A late change of venue couldn’t slow down the boys from Deer Tick on May 30th in Vancouver. If anything, it helped. The rockers from Rhode Island played a rousing 90-minute set at The Biltmore Cabaret. Though a smaller venue, the move suited Deer Tick’s alcohol-sodden music more than the downtown stage at The Commodore Ballroom.
The Novaks and Turbo Fruits both set the stage with some rollicking rock before John McCauley and the main event took the stage just after 11:30. Yup, it was going to be a late night.

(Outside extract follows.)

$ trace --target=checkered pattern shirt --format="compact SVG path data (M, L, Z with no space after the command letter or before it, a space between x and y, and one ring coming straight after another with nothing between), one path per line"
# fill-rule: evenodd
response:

McCauley et al. opened with an early hit, “Ashamed.” Albeit a bit slurred with a few opening remarks, as soon as the guitar kicked up, McCauley transformed into the emotional crooner he is on the band’s albums. The band is built McCauley’s voice and the “wisdom” of his lyrics. His voice reeks of emotion and experience. It brings the crowd together almost as much as the alcohol. It was a beauty to hear it live.
From there the band moved through old and new songs, including one from their new album (the song was “Mirror Walls”; the new album is possibly out this fall). “These Old Shoes”, “Main Street” and “Baltimore Blues No. 1” were some of the crowd favorites.
Two highlights stand out from the show. The first, McCauley taking the crowds vote on which song to play next. “Houston, TX” was the winner, and McCauley launched into the sorrowful song about lost love. The music was powerful enough to get even the biggest crowdsurfers and moshers of the night to stop for a moment.
Second, during their encore, the band jumped into a rousing cover of the Beastie Boys’ classic, “You’ve Got to Fight for Your Right.” Of all the songs played, this probably had the crowd the most amped up. And for good reason. More than a few people were kicked out for attempting stage dives or crowdsurfing.
Their final song was one of the disappointments. “Let’s All Go To The Bar” is a fun party song, but it’d have been preferable to see that start the show. After 90 minutes of rocking, a calmer finish would have been preferred on this night.
The beauty of the show is that you know what you’re getting. It was fun. It was drunken. McCauley’s voice could get even the hardest men to feel something- something moving.
The closing image was of McCauley knocking over the mic with the lead singer from the Turbo Fruits in his arms, swinging him around in circles. The two almost fell over a few times but managed to keep it together before stumbling off the stage. That’s much how this set felt. The band felt like they could slip into self-indulgence at times, but they always managed to right the show before degenerating into too much of a debauchery.
Well worth the price of admission for those in attendance.